Example: Hugging Face (HF)

# Create an index that specifies the non-public location of the model.
# Note the `auth_required` field in `model_properties` which tells Marqo to use
# the modelAuth it finds during add_documents to download the model
mq.create_index(
    index_name="my-cool-index", 
    settings_dict={
        "index_defaults": {
            "treat_urls_and_pointers_as_images": True,
            "model": 'my_hf_model',
            "normalize_embeddings": True,
            "model_properties": {
                {
                    "name": "ViT-B/32",
                    "dimensions": 512,
                    "model_location": {
                        "hf": {
                            "repo_id": "<SOME HF REPO NAME>",
                            "filename": "<THE FILENAME TO DOWNLOAD>",
                        },
                        "auth_required": True
                    },
                    "type": "open_clip",
                }
            }
        }
    }
)

# specify the authorisation needed to access the private model during add_documents:
mq.index("my-cool-index").add_documents(
    documents=[
        {'Title': 'The coolest moon walks'}
    ],
    tensor_fields=['Title'],
    model_auth={
        'hf': {
            "token" : "<SOME HF TOKEN>", 
        }
    }
)

Client batch size (Python client only)

Parameter: client_batch_size

Expected value: An Integer greater than 0.

Default value: None

A Python client only helper parameter that splits up very large lists of documents into batches of a more manageable size for Marqo. If very large documents are being indexed, it is recommended that this to be set lower. A client_batch_size=24 is a good place to start, and then adjust this for your use case as necessary.

Example

many_documents = [{"_id": f"doc_{i}", "Title": f"This is document number {i}"} for i in range(10000)]
mq.index("my-first-index").add_documents(
  many_documents, client_batch_size=24, tensor_fields=['Title']
)

Get one document

GET /indexes/{index_name}/documents/{document_id}
Gets a document using its ID.

Path parameters

Name Type Description
index_name String name of the index
document_id String ID of the document

Query parameters

Search parameter Type Default value Description
expose_facets Boolean False If true, the document's tensor facets are returned. This is a list of objects. Each facet object contains document data and its associated embedding (found in the facet's _embedding field)

Example

curl -XGET 'http://localhost:8882/indexes/my-first-index/documents/article_591?expose_facets=true'
mq.index("my-first-index").get_document(
    document_id="article_591",
    expose_facets=True
)

Response: 200 OK

{'Blurb': 'A rocket car is a car powered by a rocket engine. This treatise '
          'proposes that rocket cars are the inevitable future of land-based '
          'transport.',
 'Title': 'Treatise on the viability of rocket cars',
 '_id': 'article_152',
 '_tensor_facets': [{'Title': 'Treatise on the viability of rocket cars',
                     '_embedding': [-0.10393160581588745,
                                    0.0465407557785511,
                                    -0.01760256476700306,
                                    ...]},
                    {'Blurb': 'A rocket car is a car powered by a rocket '
                              'engine. This treatise proposes that rocket cars '
                              'are the inevitable future of land-based '
                              'transport.',
                     '_embedding': [-0.045681700110435486,
                                    0.056278493255376816,
                                    0.022254955023527145,
                                    ...]}]
}
In this example, the GET document request was sent with the expose_facets parameter set to true. The _tensor_facets field is returned as a result. Within each facet, there is a key-value pair that holds the content of the facet, and an _embedding field, which is the content's vector representation.

Get multiple documents

GET /indexes/{index_name}/documents
Gets a selection of documents based on their IDs.
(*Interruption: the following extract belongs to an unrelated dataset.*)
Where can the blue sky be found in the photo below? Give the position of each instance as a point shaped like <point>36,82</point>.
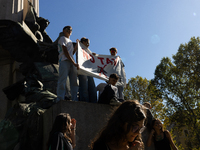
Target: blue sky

This endpoint accepts the application/json content type.

Path parameters

Name Type Description
index_name String name of the index

Query parameters

Search parameter Type Default value Description
expose_facets Boolean False If true, the documents' tensor facets are returned. This is a list of objects. Each facet object contains document data and its associated embedding (found in the facet's _embedding field)

Body

An array of IDs. Each ID is a string.

["article_152", "article_490", "article_985"]

Example

curl -XGET http://localhost:8882/indexes/my-first-index/documents -H 'Content-Type: application/json' -d '
    ["article_152", "article_490", "article_985"]
'
mq.index("my-first-index").get_documents(
    document_ids=["article_152", "article_490", "article_985"]
)

Response 200 OK

{'results': [{'Blurb': 'A rocket car is a car powered by a rocket engine. This '
                       'treatise proposes that rocket cars are the inevitable '
                       'future of land-based transport.',
              'Title': 'Treatise on the viability of rocket cars',
              '_found': true,
              '_id': 'article_152'},
             {'_found': false, '_id': 'article_490'},
             {'Blurb': "One must maintain one's space suite. It is, after all, "
                       'the tool that will help you explore distant galaxies.',
              'Title': 'Your space suit and you',
              '_found': true,
              '_id': 'article_985'}]}
In this response, the index has no document with and ID of article_490. As a result, the _found field is false.

Delete documents

Delete documents identified by an array of their IDs.

POST /indexes/{index-name}/documents/delete-batch

Path parameters

Name Type Description
index_name String name of the index

Body

An array of document IDs, to be deleted.

[ "article_591", "article_602" ]

Example

curl -XPOST  http://localhost:8882/indexes/my-first-index/documents/delete-batch -H 'Content-type:application/json' -d '[
  "article_591", "article_602"
]'
mq.index("my-first-index").delete_documents(ids=["article_591", "article_602"])

Response 200 OK

{
  "index_name":"my-first-index",
  "status":"succeeded",
  "type":"documentDeletion",
  "details":{
    "receivedDocumentIds":2,
    "deletedDocuments":1
  },
  "duration":"PT0.084367S",
  "startedAt":"2022-09-01T05:11:31.790986Z",
  "finishedAt":"2022-09-01T05:11:31.875353Z"
}
In this example, one of the articles didn't exist in the index. Therefore, only one document was deleted.